Sunday, June 2, 2019
Friday Night Lights - Just Read It ! :: friday
Friday Night Lights - Just Read It   Meat head, dumb jock. These are just two of the many derogatory labels given to football game game players. Is it possible for me, a meat head, to hear the criticisms dealt to the sport of football? Is it possible for me, a dumb football jock, to understand and be objective about the issues raised in the book, Friday Night Lights? Yes, because Im not the stereo ordinary football player like those described of Odessa, Texas.   The football players in Odessa were generally a wild party crowd. It was typical that late in the fourth quarter, when the game was in the bag, the players would begin talking on the sidelines about what parties they were going to after the game, what girls they were going to try to pick up, and express mirth about how drunk they were going to get. They cared nothing for academics. The major(postnominal) star running back, Boobie Miles, was taking a math course that most students took as freshmen. Many of the senior players schedules consisted of nothing but electives. For the Oddesa footbal players, school was nothing more than a social get-to-gether, served up to them as a chance to flirt with girls and hand out with their friends. They knew that their work in class didnt matter the teacher would provide the needed grade to stay on the team. It wasnt uncommon for players to receive answer keys for a test or simply to be exempt from taking the test at all. Some didnt know how they would cope without football after the season was over. They ate, drank, and slept it.
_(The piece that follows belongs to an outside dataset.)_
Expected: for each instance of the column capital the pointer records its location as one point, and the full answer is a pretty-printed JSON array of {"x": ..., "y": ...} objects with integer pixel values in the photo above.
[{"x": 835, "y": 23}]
On the whole, these 16 and 17-year-old boys individualism was wrapped up in a pigskin.   The Odessa football players couldnt be objective about criticisms of football. Their total self-esteem depended on how they did on Friday night. This was the glorified culmination of their football career wearing the black MoJo uniform in the stadium under the big lights. Football was more than just a game to them it was a religion . It do them seem like boys going off to fight a war for the benefit of someone else, unwitting sacrifices to a strange and powerful god (Bissinger, p.11). Because football was so meaningful in their lives, to criticize it was to criticize everything theyd worked so hard for and lived for.